The American Urological Association continues to endorse the 2015 Association of American Medical Colleges Statement on the Physician Workforce [pdf]. In addition, the American Urological Association makes the following declarations as they specifically pertain to the urologic workforce:

  1. The projected number of urologists-to-population ratio of the United States is inadequate to keep up with projected population growth.
  2. Existing shortages are exacerbated by inadequate numbers of residency positions and lengthening time of training. This has resulted in lack of workforce diversity, critical shortages in rural locations, and physician burnout. Instead of solely advocating for increased residency positions, a multifaceted approach is indicated, including improved training for advanced practice providers, exploring the use of telemedicine and tele-health technologies, improving diversity of the urology workforce, and increased utilization of part-time and less than full-time urologists.
  3. In order to meet urology’s workforce shortage, it has become necessary to meet the triple challenge of providing more urology training positions with more extensive training in a shorter duration of time. This requires developing a strategy to address the current unfunded urology training positions, resident faculty salary support, and development of innovative teaching techniques.

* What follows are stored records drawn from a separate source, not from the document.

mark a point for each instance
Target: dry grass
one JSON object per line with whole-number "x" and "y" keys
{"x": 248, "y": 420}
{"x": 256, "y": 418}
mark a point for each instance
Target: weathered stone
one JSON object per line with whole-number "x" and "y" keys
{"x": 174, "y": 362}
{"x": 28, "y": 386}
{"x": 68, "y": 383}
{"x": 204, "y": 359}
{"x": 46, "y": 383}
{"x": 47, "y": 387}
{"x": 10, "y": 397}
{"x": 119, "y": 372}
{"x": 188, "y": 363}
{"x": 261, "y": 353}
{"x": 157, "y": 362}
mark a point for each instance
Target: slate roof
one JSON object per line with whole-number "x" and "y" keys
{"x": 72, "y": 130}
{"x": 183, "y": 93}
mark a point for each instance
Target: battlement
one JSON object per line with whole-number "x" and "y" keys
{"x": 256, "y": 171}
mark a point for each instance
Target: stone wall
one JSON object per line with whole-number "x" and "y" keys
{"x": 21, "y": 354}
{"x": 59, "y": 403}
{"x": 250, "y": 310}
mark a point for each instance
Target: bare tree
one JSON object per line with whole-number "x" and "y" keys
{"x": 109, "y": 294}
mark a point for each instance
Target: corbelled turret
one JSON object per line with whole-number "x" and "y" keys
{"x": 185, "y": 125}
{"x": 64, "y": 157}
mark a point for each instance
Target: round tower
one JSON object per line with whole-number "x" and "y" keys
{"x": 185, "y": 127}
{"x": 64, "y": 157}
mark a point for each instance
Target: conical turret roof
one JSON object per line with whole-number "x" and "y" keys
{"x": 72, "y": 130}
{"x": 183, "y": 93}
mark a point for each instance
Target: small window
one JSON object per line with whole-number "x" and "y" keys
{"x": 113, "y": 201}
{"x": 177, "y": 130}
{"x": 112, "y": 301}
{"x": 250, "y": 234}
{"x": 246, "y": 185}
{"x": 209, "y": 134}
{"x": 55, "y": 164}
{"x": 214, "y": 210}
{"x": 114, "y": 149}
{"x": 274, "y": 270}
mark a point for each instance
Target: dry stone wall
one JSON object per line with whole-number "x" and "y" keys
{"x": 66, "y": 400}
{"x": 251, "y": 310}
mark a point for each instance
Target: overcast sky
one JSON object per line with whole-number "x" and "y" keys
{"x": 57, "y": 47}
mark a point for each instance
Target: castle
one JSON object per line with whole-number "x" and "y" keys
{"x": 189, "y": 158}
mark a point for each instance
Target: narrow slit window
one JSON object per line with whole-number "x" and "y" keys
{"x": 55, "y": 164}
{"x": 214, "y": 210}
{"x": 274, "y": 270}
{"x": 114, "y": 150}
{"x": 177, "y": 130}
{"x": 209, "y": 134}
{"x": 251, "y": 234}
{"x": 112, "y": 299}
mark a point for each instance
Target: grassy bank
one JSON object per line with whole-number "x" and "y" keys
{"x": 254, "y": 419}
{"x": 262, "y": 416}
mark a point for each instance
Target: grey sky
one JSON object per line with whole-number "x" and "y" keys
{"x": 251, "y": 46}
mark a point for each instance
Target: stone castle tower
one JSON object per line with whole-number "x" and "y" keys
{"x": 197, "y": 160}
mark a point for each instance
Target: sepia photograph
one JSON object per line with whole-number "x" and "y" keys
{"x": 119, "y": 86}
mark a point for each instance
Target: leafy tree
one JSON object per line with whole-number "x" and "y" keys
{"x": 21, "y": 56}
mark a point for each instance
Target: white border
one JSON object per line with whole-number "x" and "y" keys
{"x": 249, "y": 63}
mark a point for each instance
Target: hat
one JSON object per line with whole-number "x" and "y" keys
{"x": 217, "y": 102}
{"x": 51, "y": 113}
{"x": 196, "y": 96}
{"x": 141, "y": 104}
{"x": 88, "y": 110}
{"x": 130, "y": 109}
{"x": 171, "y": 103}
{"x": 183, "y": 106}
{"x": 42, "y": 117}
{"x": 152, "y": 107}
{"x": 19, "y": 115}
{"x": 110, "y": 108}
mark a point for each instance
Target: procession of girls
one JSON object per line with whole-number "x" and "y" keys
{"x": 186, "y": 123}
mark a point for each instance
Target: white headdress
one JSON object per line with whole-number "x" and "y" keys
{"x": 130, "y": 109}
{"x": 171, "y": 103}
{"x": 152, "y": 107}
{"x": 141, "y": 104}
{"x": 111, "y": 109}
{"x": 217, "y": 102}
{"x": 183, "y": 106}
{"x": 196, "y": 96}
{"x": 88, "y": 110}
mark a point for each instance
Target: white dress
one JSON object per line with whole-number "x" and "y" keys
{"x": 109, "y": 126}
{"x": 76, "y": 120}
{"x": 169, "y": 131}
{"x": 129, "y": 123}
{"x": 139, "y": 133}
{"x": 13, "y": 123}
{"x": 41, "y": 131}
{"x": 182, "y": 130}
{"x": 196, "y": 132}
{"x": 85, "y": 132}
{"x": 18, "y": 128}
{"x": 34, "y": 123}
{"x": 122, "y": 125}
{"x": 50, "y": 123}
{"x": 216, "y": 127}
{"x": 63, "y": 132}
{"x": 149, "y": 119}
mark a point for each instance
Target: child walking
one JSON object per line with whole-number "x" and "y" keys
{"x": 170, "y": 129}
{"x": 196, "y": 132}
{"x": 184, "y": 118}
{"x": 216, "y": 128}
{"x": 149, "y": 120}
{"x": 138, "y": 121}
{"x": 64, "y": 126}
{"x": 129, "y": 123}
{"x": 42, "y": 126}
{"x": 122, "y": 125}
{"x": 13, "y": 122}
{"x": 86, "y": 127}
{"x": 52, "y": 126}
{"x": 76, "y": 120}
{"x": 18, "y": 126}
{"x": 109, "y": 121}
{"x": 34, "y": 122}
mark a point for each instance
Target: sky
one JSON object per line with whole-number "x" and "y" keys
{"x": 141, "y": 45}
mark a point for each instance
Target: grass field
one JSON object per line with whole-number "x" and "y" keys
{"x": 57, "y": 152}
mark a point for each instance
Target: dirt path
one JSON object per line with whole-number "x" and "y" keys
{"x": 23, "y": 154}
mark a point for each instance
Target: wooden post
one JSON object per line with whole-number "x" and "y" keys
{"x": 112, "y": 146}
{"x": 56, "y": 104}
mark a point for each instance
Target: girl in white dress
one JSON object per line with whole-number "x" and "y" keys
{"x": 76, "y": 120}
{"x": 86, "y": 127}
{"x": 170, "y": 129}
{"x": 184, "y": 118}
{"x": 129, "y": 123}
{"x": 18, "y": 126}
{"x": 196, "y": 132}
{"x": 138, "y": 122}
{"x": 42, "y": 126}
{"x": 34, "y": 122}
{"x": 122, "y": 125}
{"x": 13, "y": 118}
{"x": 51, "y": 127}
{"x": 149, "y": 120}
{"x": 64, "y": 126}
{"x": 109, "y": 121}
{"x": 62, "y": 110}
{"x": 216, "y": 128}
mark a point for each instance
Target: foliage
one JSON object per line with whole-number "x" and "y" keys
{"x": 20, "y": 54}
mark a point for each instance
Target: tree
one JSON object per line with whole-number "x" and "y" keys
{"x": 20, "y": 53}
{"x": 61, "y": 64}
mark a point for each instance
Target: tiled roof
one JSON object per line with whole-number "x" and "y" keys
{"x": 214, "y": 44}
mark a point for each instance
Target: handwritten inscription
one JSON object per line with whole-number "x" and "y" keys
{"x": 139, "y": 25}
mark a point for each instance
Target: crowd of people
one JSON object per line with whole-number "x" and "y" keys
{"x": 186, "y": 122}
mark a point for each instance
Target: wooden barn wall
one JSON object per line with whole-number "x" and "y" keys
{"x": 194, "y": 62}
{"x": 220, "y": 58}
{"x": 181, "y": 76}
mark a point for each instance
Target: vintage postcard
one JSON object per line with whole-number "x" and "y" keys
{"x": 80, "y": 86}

  4. Work must be done to move the national discussion away from focusing solely on primary care needs and advocate a new focus on the entire physician workforce.

Bibliography

  1. IHS Inc. (2015). The Complexities of Physician Supply and Demand: Projections from 2013 to 2025. www.aamc.org/data/workforce/reports/439206/physicianshortageandprojections.html
  2. Colby, S.L. and Ortman, S. L. (2015). Projections of the Size and Composition of the U.S. Population: 2014 to 2060. www.census.gov/content/dam/Census/library/publications/2015/demo/p25-1143.pdf.

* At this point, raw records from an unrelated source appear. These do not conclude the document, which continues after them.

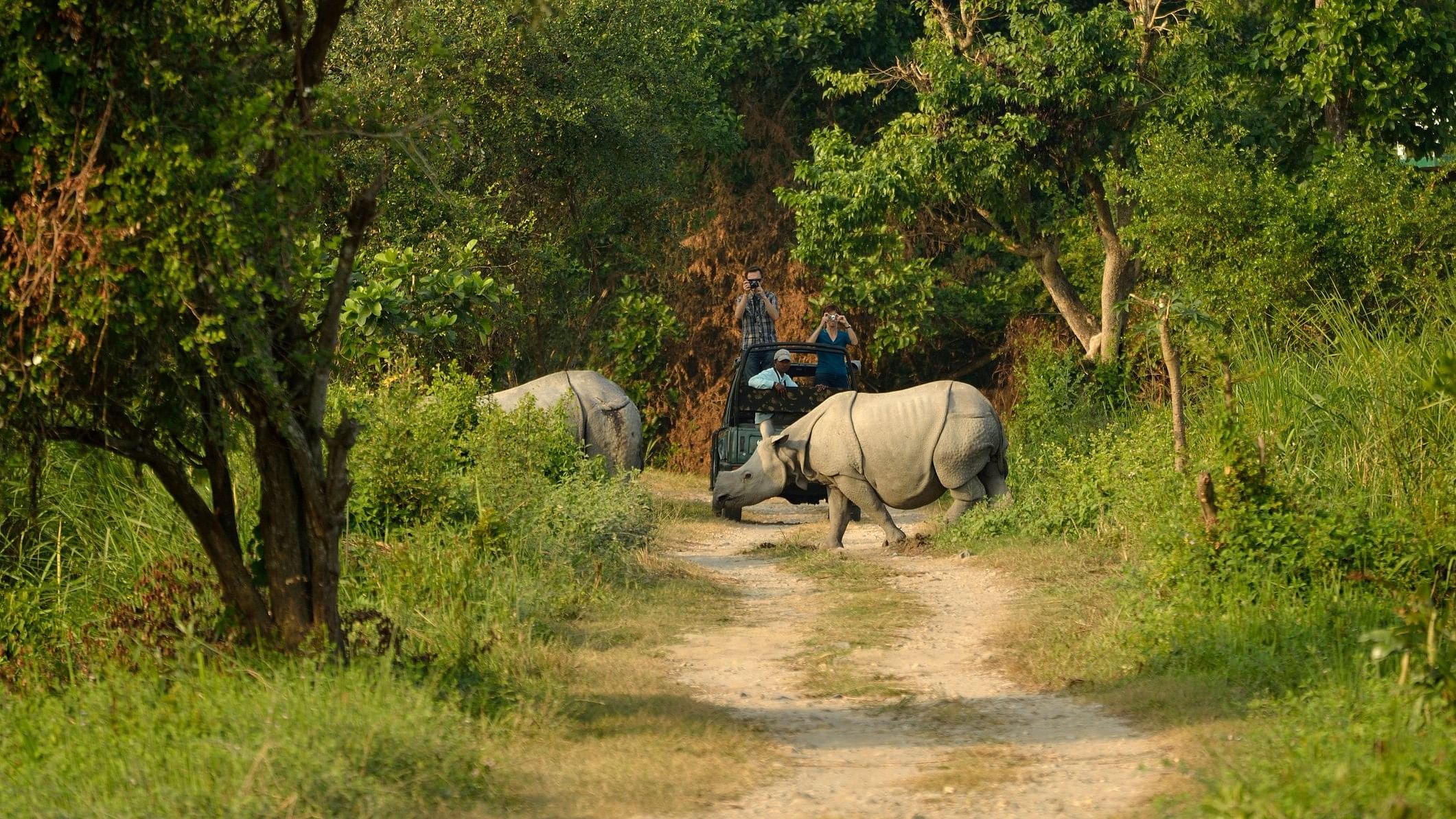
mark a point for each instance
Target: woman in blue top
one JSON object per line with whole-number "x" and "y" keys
{"x": 835, "y": 331}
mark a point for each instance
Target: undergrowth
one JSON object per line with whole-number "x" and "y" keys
{"x": 1332, "y": 467}
{"x": 489, "y": 568}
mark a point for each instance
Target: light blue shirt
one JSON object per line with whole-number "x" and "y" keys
{"x": 765, "y": 381}
{"x": 769, "y": 378}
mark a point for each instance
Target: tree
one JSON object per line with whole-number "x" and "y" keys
{"x": 1026, "y": 126}
{"x": 564, "y": 146}
{"x": 165, "y": 168}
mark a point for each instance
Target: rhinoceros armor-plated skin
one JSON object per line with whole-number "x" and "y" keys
{"x": 600, "y": 413}
{"x": 899, "y": 449}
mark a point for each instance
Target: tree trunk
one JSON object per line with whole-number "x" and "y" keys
{"x": 1165, "y": 340}
{"x": 1118, "y": 271}
{"x": 1065, "y": 296}
{"x": 286, "y": 549}
{"x": 219, "y": 544}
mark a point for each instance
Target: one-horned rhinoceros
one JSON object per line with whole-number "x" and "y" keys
{"x": 901, "y": 449}
{"x": 602, "y": 416}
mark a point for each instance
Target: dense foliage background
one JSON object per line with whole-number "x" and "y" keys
{"x": 238, "y": 238}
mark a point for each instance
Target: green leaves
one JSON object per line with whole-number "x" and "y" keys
{"x": 405, "y": 301}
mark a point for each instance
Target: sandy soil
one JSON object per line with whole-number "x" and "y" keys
{"x": 862, "y": 758}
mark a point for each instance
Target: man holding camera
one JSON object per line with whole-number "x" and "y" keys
{"x": 756, "y": 311}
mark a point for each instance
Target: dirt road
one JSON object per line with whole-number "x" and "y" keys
{"x": 1015, "y": 752}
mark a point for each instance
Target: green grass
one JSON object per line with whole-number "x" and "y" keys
{"x": 520, "y": 677}
{"x": 1245, "y": 658}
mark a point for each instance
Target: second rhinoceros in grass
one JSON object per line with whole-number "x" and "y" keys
{"x": 600, "y": 414}
{"x": 900, "y": 449}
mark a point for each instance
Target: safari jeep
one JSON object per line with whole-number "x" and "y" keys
{"x": 737, "y": 439}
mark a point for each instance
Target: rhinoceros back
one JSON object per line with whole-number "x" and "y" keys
{"x": 897, "y": 441}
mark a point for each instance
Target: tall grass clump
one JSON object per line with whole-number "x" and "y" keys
{"x": 1334, "y": 470}
{"x": 475, "y": 540}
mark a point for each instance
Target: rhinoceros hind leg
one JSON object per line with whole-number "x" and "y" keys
{"x": 837, "y": 519}
{"x": 993, "y": 481}
{"x": 966, "y": 496}
{"x": 867, "y": 499}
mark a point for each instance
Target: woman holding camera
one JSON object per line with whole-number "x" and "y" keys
{"x": 833, "y": 331}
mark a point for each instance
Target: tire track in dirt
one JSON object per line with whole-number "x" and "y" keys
{"x": 859, "y": 758}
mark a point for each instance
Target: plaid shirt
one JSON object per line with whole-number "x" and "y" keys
{"x": 757, "y": 327}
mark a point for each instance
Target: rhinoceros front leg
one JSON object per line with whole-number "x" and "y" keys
{"x": 867, "y": 499}
{"x": 964, "y": 497}
{"x": 837, "y": 519}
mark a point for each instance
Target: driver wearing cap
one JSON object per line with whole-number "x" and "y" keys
{"x": 778, "y": 379}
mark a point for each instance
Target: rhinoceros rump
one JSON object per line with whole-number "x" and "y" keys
{"x": 602, "y": 414}
{"x": 899, "y": 449}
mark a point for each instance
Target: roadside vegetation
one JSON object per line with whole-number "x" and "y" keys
{"x": 859, "y": 610}
{"x": 1301, "y": 645}
{"x": 501, "y": 602}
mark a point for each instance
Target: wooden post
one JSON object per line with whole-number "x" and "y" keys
{"x": 1207, "y": 503}
{"x": 1174, "y": 385}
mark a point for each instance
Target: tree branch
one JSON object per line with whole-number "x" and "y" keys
{"x": 238, "y": 588}
{"x": 360, "y": 216}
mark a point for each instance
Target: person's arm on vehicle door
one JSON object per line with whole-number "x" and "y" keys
{"x": 765, "y": 379}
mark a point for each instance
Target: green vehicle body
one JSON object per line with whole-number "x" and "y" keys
{"x": 739, "y": 436}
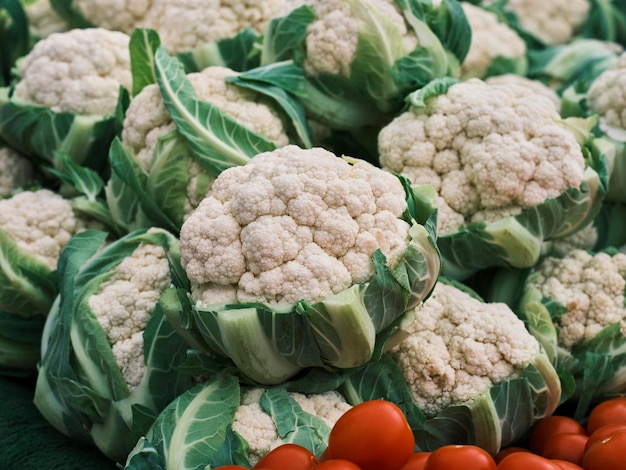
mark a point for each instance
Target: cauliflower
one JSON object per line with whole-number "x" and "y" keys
{"x": 489, "y": 150}
{"x": 293, "y": 224}
{"x": 459, "y": 347}
{"x": 491, "y": 39}
{"x": 79, "y": 71}
{"x": 124, "y": 303}
{"x": 258, "y": 428}
{"x": 195, "y": 24}
{"x": 15, "y": 171}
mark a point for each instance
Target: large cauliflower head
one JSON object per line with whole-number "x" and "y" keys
{"x": 78, "y": 71}
{"x": 459, "y": 347}
{"x": 293, "y": 224}
{"x": 490, "y": 150}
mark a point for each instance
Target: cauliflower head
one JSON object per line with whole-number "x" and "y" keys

  3. Fang, R., Gulig, S., Meeks, W., Rehring, P., Goldman, H. B., Donat, S., Anger, J., Shore, N., Breyer, B., Punnen, S., Loughlin, K. R., Saigal, C., Matlaga, B. R., Hubbard, H., Clemens, J. Q. (Unpublished Abstract). The American Urological Association, Linthicum, MD.
  4. Frye, T. P., Sadowski, D. J., Zahnd, W. E., Jenkins, W. D., Dynda, D. I., Mueller, G. S., Alanee, S. R., McVary, K. T. (2015). Impact of County Rurality and Urologist Density on Urological Cancer Mortality in Illinois. Journal of Urology, 193, 1608-1614.
  5. Odisho, A. Y., Cooperberg, M. R., Fradet, V., Ahmad, A. E., Carroll, P. R. (2010). Urologist Density and County-Level Urologic Cancer Mortality. Journal of Clinical Oncology, 28(15), 2499-2504.
  6. McKibben, M. J., Kirby, E. W., Langston, J., Raynor, M. C., Nielsen, M. E., Smith, A. B., Wallen, E. M., Woods, M. E., Pruthi, R. S. (2016). Projecting the Urology Workforce over the Next 20 Years. University of North Carolina, Department of Urology, Chapel Hill, NC.
  7. Gonzalez C. M. and McKenna P. (2013). Challenges Facing Academic Urology Training Programs: An Impending Crisis. Journal of Urology, 81(3), 475-479.
  8. IOM (Institute of Medicine). (2014). Graduate medical education that meets the nation’s health needs. Washington, DC: The National Academies Press.